The bioBakery help forum

Why a particular file aborts running in the middle of the HUMAnN analysis?

Hi @franzosa @lauren.j.mciver
I am running HUMAnN 3.0. But for some files it stops running in the middle of analysis. I am confused why it happens. Can you please help? I am attaching the log file here.
Thanks.
biobakery.txt (57.0 KB)

Hi, Thank you for the detailed post and including the log! It looks like the run was killed likely due to memory use during the diamond alignment step (translated search portion of the workflow). You could try running HUMAnN and bypass the translated search step or use one of the smaller filtered databases (if you are using the full database).

Thank you,
Lauren

1 Like

Thanks @lauren.j.mciver … I am using the uniref90_ec_filtered_diamond database. Which one should I use?

Thanks,
DC7

Hi - That is the smaller filtered database I was thinking of (sorry for not providing the specific name in my prior post). Is it possible something else might be running on the machine at the same time? It looks like you have 32Gb of memory so I would think that should be enough to run translated search with that database.

Thank you,
Lauren

1 Like

Hi @lauren.j.mciver - I am running in Google cloud for HUMAnN only, nothing else. I have 30-40 files that have been set to run with a loop. I am also bypassing the MetaPhlAn step providing the metaphlan output profile file.

Thanks

Hi - Thanks for the info! Is it possible to increase the amount of memory available to your google cloud instance? If possible, try adding just 8Gb more memory and see if that resolves the issue.

Thank you,
Lauren

1 Like

Okay… I will definitely try that. But, do you think only 8 more GB can solve the issue?

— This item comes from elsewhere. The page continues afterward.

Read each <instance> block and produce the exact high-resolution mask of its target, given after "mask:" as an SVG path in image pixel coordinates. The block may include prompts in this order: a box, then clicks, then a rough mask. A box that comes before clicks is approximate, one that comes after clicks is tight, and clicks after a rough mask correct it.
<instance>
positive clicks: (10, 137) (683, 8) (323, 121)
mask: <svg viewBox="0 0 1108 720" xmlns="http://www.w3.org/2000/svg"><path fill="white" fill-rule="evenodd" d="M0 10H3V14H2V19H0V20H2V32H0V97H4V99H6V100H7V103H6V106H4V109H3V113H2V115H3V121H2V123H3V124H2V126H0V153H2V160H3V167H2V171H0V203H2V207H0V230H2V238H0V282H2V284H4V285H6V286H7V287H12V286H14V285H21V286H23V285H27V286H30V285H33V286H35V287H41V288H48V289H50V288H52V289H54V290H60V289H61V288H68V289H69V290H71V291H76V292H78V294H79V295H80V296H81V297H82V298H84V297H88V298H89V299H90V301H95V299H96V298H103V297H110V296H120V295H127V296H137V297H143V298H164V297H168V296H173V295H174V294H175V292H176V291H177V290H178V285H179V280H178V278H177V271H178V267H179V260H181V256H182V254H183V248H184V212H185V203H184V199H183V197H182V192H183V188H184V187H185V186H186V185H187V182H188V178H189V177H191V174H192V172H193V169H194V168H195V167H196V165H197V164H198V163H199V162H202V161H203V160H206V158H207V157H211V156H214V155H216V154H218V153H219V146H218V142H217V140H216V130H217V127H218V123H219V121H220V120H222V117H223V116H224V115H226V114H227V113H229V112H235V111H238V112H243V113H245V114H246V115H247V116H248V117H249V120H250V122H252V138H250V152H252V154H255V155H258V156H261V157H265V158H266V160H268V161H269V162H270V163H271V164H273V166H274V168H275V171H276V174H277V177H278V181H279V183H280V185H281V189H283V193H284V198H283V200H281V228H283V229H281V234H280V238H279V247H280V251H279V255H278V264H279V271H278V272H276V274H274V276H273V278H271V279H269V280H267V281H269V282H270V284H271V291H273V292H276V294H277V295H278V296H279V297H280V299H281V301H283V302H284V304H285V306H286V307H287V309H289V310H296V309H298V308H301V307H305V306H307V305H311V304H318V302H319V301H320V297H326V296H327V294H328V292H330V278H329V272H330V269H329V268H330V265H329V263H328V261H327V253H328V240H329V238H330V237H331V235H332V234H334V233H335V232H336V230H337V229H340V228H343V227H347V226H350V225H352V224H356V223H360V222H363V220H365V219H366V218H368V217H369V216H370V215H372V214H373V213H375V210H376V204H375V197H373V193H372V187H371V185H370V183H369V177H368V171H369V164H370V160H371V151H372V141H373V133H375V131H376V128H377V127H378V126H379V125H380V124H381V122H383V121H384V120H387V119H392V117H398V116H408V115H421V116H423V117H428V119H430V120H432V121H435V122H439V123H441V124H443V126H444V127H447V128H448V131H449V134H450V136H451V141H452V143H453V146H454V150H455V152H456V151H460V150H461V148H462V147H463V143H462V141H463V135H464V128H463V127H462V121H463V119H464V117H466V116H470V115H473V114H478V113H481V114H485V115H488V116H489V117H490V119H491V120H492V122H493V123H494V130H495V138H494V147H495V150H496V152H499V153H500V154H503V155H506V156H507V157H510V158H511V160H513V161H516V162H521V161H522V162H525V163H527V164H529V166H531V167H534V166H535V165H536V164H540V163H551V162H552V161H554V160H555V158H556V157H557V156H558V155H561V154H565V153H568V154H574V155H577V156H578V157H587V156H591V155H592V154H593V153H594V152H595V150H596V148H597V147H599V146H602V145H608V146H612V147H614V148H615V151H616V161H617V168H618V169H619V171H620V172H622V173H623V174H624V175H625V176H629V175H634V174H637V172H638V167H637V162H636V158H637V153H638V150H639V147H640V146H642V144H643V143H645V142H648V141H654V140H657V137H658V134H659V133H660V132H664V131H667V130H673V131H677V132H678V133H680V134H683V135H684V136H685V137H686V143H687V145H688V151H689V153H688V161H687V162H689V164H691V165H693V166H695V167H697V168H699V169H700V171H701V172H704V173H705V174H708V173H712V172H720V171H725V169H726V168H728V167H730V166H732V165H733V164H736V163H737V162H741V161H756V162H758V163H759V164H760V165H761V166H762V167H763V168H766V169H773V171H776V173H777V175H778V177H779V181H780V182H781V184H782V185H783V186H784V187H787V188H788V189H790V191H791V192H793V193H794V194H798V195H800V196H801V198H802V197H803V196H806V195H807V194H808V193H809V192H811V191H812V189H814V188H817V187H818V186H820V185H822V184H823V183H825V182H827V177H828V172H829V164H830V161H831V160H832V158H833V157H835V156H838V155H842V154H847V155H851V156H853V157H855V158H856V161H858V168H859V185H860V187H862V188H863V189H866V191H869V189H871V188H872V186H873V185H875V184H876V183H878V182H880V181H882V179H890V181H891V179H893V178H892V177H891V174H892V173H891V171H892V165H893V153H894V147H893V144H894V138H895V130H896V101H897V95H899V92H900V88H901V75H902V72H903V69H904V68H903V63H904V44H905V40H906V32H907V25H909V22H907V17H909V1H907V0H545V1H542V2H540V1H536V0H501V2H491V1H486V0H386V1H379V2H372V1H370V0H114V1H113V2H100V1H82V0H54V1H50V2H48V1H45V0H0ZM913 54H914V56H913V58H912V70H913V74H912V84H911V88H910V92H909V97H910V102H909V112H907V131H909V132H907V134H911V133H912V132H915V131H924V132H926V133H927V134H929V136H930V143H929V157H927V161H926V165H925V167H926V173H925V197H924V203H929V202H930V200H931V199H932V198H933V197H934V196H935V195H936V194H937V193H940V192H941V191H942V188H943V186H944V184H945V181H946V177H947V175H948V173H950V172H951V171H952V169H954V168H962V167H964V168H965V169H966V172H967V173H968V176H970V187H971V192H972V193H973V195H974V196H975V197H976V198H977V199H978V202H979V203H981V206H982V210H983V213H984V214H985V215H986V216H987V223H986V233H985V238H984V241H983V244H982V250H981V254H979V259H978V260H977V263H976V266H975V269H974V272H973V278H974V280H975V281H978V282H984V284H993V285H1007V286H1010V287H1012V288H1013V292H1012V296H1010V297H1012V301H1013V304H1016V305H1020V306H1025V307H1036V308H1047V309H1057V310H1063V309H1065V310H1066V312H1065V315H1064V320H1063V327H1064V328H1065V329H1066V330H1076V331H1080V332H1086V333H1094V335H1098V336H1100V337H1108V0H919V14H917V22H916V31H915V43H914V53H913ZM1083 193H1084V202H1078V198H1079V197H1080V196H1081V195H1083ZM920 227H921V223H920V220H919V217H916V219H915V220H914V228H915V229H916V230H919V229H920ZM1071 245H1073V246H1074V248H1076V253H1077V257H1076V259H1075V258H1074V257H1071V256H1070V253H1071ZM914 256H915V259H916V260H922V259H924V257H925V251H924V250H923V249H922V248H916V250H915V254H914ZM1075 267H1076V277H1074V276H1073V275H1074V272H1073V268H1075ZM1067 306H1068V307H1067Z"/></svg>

Hi - I am not sure exactly how much memory you will need. My guess is you should only need a bit more memory. If you have a lot of flexibility with your cloud compute instance type definitely try doubling the memory and then track the memory usage of the process for a single run. To track memory usage you can use the HUMAnN tool humann_benchmark (usage: $ humann_benchmark COMMAND). The memory doubled should be more then enough and once you know about how much memory you need based on the size of your input files, the amount of reads passing to translated search, and the filtered database you are using, you can reduce your instance size for the remainder of your runs.

Thanks,
Lauren

1 Like

Hi @lauren.j.mciver -

Here’s a screenshot when tracked memory usage with humann_benchmark. It seems the highest usage is 28.9 GB. It seems memory increase will not work, Right?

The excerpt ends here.